Oh well, at least the start menu is back as the default on desktops in the Windows 10 tech preview, complete with a power button, and they are adding native MKV and FLAC support for Windows Media Player. Heck, other than Dragon Age: Inquisition, which never fails to crash it, my Win 10 TP install is otherwise rock solid, and I’m running it in a virtual machine with a passed-through video card on a Linux Mint host. So at least Win8/8.1 haters have something to look forward to.

You are making up crap I didn’t say. We are discussing one very specific thing, the fact that right clicking on something is not discoverable. If you’d actually read the thread, you’d realize that I think 8.1 is fine.

You’re the one who said something stupid. You decided to castigate others for not knowing about a feature that it is unlikely for most people to have figured out. You admit you are an “idiot” about computers, yet when someone shows up who knows more and tries to fight your ignorance, you double down on your idiocy.

The fact that you discovered something doesn’t make it intuitive. You aren’t that special. What matters is whether most people have discovered it. Seeing as you had to snark about it in this thread, it’s clear most people didn’t know about it.

I already met your anecdotes with anecdotes, so you need something else. The only counter argument you have is to actually bring up studies that show that people do in fact know about it.
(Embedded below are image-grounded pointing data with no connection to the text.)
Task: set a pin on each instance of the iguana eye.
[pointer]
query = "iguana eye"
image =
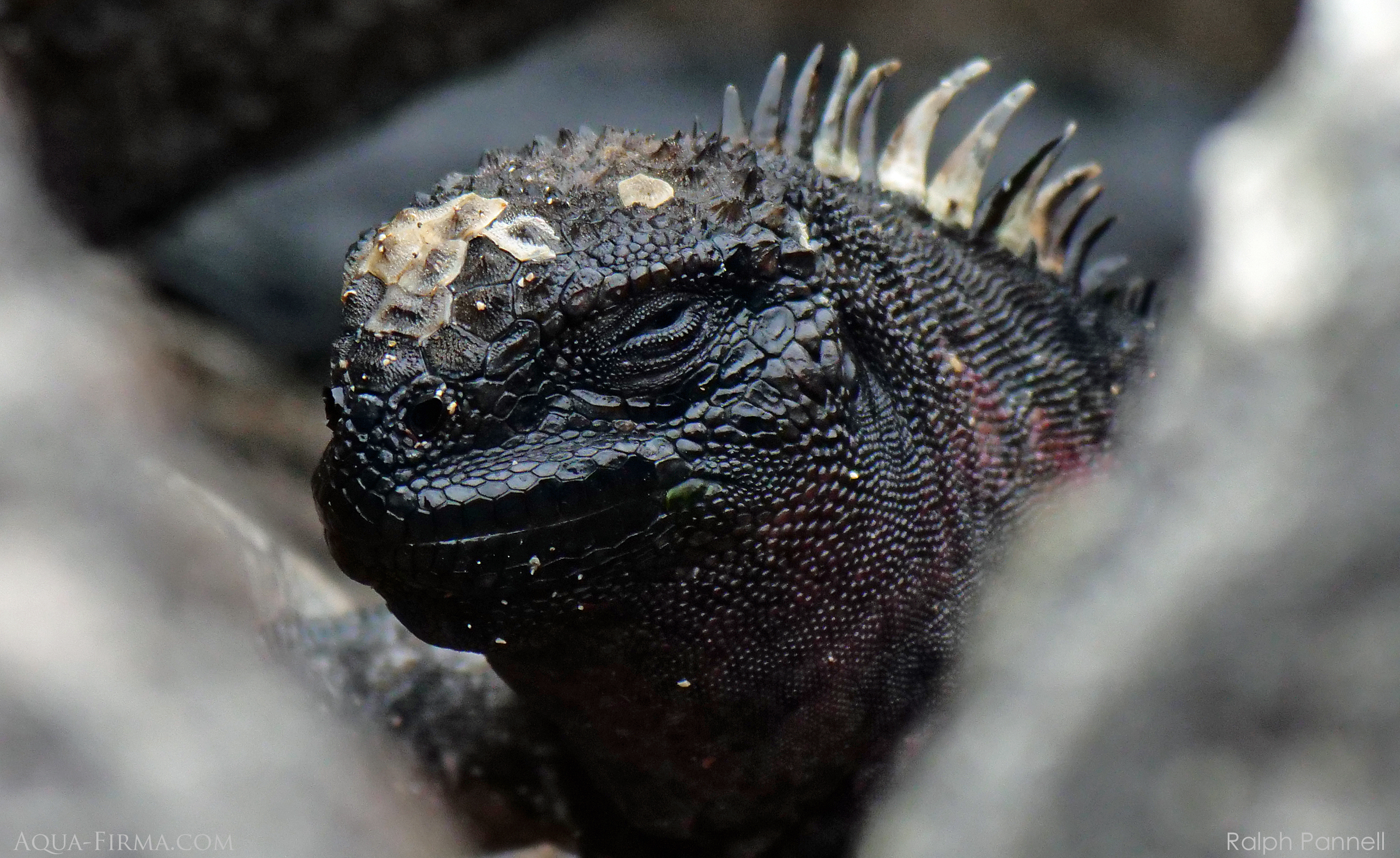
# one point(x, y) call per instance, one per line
point(657, 343)
point(425, 416)
point(661, 329)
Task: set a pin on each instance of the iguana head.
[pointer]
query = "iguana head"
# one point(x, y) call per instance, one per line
point(610, 350)
point(713, 419)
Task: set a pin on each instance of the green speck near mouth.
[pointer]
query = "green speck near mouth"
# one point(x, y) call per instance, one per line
point(689, 493)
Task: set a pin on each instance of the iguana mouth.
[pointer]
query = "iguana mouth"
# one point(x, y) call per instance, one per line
point(437, 535)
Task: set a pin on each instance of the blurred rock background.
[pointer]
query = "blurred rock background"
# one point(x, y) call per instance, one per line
point(1205, 644)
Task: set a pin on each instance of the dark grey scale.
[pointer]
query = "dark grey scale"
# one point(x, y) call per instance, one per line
point(712, 482)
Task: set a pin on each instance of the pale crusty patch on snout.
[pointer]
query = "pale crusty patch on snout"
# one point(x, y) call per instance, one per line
point(526, 238)
point(645, 191)
point(404, 245)
point(421, 252)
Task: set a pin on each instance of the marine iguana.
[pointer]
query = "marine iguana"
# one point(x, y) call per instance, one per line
point(706, 440)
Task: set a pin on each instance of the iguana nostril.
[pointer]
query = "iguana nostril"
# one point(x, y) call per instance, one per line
point(426, 416)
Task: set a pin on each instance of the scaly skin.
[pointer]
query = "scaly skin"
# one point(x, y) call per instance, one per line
point(712, 497)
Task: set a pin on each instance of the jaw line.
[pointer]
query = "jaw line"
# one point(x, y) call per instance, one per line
point(528, 530)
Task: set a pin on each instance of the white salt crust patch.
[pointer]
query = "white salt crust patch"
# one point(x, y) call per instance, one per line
point(645, 191)
point(421, 252)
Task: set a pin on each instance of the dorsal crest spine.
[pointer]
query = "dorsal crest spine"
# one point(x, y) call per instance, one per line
point(1027, 215)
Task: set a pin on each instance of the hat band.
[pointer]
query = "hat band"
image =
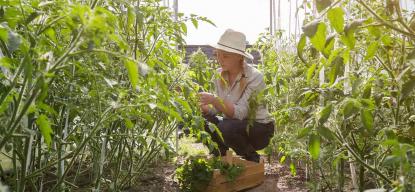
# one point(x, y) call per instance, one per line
point(231, 47)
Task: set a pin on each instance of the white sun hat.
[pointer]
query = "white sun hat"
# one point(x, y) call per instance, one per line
point(234, 42)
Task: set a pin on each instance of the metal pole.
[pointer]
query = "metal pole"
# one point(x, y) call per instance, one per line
point(176, 10)
point(270, 17)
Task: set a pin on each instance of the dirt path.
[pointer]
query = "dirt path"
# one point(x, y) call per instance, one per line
point(277, 178)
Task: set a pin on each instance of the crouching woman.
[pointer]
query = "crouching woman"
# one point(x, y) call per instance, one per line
point(237, 84)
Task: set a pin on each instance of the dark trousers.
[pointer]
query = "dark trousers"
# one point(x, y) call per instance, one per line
point(236, 136)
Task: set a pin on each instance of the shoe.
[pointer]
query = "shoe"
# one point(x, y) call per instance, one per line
point(253, 158)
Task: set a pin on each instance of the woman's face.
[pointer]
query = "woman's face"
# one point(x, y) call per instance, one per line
point(229, 61)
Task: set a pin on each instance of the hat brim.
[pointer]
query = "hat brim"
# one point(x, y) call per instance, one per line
point(227, 49)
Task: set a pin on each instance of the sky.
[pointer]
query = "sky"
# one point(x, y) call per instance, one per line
point(248, 16)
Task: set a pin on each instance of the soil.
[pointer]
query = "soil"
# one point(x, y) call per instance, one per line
point(277, 178)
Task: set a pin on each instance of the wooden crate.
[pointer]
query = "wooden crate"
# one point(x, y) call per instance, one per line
point(252, 175)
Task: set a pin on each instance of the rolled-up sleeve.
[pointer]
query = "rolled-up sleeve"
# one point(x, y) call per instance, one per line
point(241, 107)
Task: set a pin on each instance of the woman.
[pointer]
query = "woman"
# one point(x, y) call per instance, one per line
point(238, 81)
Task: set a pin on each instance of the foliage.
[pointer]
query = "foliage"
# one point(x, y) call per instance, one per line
point(90, 89)
point(196, 173)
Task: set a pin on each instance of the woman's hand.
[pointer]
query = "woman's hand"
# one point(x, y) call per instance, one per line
point(204, 108)
point(206, 98)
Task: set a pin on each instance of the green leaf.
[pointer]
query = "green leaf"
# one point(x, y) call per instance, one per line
point(336, 18)
point(326, 133)
point(348, 39)
point(325, 113)
point(367, 91)
point(300, 48)
point(367, 119)
point(371, 50)
point(303, 132)
point(4, 34)
point(319, 38)
point(351, 27)
point(45, 128)
point(336, 69)
point(128, 123)
point(195, 23)
point(314, 146)
point(322, 4)
point(350, 107)
point(310, 72)
point(329, 46)
point(132, 69)
point(310, 29)
point(407, 88)
point(292, 169)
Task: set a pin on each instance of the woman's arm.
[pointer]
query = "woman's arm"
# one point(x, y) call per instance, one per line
point(221, 105)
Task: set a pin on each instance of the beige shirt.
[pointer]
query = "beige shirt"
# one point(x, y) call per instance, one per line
point(255, 83)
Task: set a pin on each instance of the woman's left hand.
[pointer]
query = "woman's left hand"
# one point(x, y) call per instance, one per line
point(206, 98)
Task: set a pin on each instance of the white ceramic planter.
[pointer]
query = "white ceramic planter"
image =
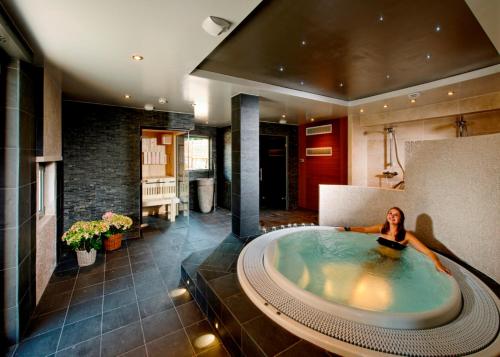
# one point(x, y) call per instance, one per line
point(206, 194)
point(86, 258)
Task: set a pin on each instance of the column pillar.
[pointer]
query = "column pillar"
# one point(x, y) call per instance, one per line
point(245, 165)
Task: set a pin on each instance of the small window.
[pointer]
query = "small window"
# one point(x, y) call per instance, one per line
point(41, 189)
point(197, 153)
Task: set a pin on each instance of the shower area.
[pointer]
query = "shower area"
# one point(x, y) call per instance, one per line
point(387, 145)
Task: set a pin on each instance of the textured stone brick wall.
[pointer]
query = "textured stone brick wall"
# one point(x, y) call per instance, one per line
point(224, 145)
point(101, 153)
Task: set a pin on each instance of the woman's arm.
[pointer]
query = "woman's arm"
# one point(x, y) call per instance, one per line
point(418, 245)
point(371, 229)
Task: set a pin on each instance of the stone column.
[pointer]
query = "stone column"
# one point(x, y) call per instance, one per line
point(245, 165)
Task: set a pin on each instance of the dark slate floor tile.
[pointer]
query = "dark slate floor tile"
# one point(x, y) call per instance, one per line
point(160, 324)
point(84, 310)
point(80, 331)
point(46, 322)
point(148, 289)
point(52, 303)
point(117, 262)
point(123, 283)
point(89, 348)
point(270, 337)
point(118, 299)
point(120, 317)
point(59, 287)
point(136, 352)
point(217, 351)
point(190, 313)
point(118, 272)
point(64, 275)
point(241, 307)
point(155, 304)
point(304, 349)
point(44, 344)
point(85, 280)
point(122, 340)
point(226, 286)
point(90, 292)
point(173, 345)
point(200, 335)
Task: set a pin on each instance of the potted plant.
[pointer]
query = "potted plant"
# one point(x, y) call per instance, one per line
point(85, 239)
point(118, 224)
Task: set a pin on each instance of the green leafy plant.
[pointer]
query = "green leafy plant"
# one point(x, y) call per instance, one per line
point(85, 235)
point(117, 223)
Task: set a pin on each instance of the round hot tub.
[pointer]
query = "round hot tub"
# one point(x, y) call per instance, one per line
point(356, 278)
point(349, 295)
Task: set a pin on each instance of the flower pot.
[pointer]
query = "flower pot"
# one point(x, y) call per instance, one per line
point(85, 258)
point(113, 242)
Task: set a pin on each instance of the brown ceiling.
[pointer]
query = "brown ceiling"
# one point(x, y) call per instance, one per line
point(347, 43)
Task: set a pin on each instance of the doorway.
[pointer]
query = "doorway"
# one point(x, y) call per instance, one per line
point(273, 172)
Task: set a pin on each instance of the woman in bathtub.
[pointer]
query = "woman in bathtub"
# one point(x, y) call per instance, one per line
point(394, 235)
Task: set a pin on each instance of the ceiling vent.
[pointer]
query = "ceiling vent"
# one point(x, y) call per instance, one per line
point(318, 130)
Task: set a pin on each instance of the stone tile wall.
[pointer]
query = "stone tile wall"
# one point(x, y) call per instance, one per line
point(101, 151)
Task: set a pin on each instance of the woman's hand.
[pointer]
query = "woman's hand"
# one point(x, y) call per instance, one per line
point(440, 267)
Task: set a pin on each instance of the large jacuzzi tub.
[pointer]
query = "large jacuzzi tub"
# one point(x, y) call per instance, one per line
point(346, 293)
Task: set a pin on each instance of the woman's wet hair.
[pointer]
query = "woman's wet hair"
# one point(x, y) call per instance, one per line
point(400, 236)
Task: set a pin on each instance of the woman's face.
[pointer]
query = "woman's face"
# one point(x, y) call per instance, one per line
point(393, 216)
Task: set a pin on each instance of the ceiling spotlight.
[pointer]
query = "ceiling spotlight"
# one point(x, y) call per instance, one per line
point(215, 25)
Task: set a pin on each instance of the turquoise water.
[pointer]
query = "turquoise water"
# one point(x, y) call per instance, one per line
point(353, 269)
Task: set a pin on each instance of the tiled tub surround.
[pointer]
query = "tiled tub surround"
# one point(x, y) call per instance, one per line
point(211, 278)
point(122, 304)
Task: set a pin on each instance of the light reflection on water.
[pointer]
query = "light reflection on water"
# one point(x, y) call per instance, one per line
point(353, 269)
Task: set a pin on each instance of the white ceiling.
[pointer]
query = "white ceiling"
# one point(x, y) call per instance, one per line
point(92, 42)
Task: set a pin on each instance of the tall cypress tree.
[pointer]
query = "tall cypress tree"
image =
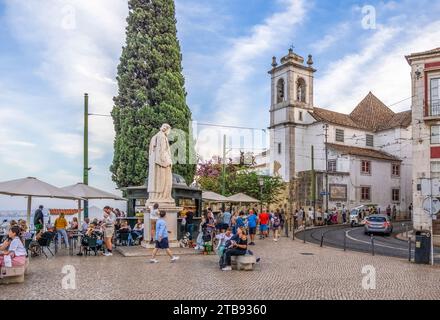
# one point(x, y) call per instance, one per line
point(151, 91)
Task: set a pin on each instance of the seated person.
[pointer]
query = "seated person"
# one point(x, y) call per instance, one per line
point(43, 237)
point(93, 232)
point(238, 247)
point(13, 248)
point(125, 228)
point(85, 225)
point(74, 225)
point(138, 230)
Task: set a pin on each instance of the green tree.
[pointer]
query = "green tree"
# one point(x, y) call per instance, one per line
point(151, 91)
point(239, 179)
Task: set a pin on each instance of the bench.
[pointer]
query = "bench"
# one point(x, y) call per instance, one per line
point(246, 262)
point(14, 274)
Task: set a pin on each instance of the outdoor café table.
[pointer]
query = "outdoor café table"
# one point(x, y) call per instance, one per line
point(73, 236)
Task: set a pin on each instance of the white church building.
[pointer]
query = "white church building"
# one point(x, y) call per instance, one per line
point(366, 153)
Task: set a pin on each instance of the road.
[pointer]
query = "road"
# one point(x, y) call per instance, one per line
point(358, 241)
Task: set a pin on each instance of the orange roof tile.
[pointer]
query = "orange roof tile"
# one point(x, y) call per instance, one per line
point(362, 152)
point(370, 114)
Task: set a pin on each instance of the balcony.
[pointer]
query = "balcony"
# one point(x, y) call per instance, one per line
point(433, 111)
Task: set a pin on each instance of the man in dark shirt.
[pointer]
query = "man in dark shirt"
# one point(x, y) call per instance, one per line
point(189, 223)
point(39, 219)
point(238, 248)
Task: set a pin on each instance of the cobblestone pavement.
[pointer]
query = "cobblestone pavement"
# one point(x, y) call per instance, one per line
point(289, 270)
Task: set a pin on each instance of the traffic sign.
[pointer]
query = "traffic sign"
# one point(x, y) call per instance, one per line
point(431, 206)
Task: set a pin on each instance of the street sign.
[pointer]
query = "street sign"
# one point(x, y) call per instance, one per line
point(435, 206)
point(430, 187)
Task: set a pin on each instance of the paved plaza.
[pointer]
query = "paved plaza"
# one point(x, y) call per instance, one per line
point(289, 270)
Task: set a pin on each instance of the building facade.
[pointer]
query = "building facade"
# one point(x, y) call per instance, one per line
point(364, 157)
point(425, 79)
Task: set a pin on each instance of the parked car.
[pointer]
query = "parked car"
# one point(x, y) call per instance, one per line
point(378, 223)
point(356, 219)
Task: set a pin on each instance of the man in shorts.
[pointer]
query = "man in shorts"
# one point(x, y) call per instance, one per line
point(252, 225)
point(264, 219)
point(162, 239)
point(109, 230)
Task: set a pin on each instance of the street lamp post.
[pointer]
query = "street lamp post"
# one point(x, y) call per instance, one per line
point(261, 182)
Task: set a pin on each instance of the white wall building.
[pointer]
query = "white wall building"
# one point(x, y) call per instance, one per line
point(368, 151)
point(425, 76)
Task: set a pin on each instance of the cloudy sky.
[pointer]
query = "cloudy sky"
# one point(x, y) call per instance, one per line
point(55, 50)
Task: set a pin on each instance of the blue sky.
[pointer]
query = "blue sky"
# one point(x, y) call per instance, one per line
point(55, 50)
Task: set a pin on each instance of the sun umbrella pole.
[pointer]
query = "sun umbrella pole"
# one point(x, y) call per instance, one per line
point(79, 212)
point(29, 210)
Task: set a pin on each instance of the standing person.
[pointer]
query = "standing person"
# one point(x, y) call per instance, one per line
point(388, 211)
point(252, 225)
point(161, 238)
point(394, 212)
point(310, 215)
point(189, 223)
point(13, 249)
point(226, 219)
point(344, 214)
point(109, 230)
point(39, 219)
point(240, 220)
point(276, 222)
point(234, 222)
point(238, 248)
point(295, 219)
point(85, 225)
point(60, 226)
point(154, 215)
point(264, 219)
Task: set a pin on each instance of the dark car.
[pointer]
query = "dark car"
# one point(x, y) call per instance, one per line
point(378, 223)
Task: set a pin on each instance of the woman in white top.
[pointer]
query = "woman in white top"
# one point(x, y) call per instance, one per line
point(13, 248)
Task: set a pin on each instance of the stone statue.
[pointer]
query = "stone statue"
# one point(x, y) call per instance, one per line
point(160, 177)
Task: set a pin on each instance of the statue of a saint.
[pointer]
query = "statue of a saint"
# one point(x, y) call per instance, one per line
point(160, 177)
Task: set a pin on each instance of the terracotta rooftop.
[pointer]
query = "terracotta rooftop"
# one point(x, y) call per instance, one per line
point(370, 114)
point(417, 54)
point(362, 152)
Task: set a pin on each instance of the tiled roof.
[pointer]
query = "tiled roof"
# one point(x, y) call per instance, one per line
point(417, 54)
point(370, 114)
point(334, 117)
point(401, 119)
point(362, 152)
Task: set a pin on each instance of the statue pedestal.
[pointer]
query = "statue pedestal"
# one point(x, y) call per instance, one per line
point(171, 220)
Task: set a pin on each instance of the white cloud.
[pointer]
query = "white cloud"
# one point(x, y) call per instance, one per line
point(330, 39)
point(379, 66)
point(245, 58)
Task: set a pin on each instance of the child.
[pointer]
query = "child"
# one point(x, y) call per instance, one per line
point(13, 249)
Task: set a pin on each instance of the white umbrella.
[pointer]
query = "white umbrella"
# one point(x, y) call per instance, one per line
point(241, 197)
point(213, 197)
point(87, 192)
point(32, 187)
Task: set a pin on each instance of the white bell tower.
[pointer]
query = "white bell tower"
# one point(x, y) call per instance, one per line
point(291, 100)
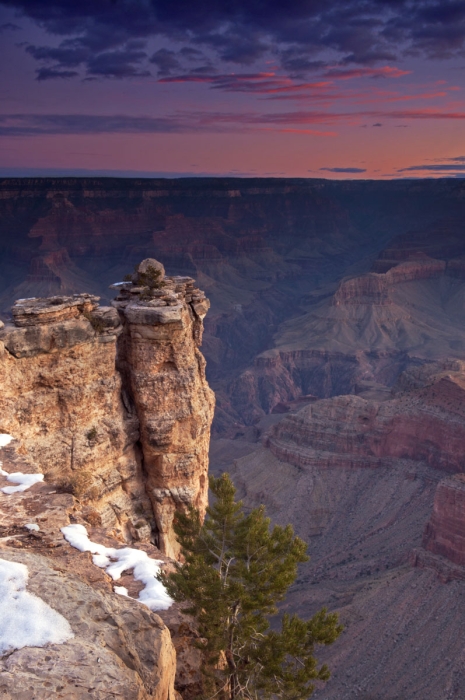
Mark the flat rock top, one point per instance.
(33, 311)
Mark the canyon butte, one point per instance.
(335, 345)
I may not be an expert, but, unlike you, I’ve actually studied UI design. I know why the right click menu is there, and it’s not supposed to be used by normal users. It’s there for power users who are supposed to read about it. That’s why it’s not discoverable. Castigating people for not knowing about it, which you did, is missing the entire point.

Instead of putting words in my mouth, try actually listening and fighting your own ignorance, instead of showing contempt for everyone.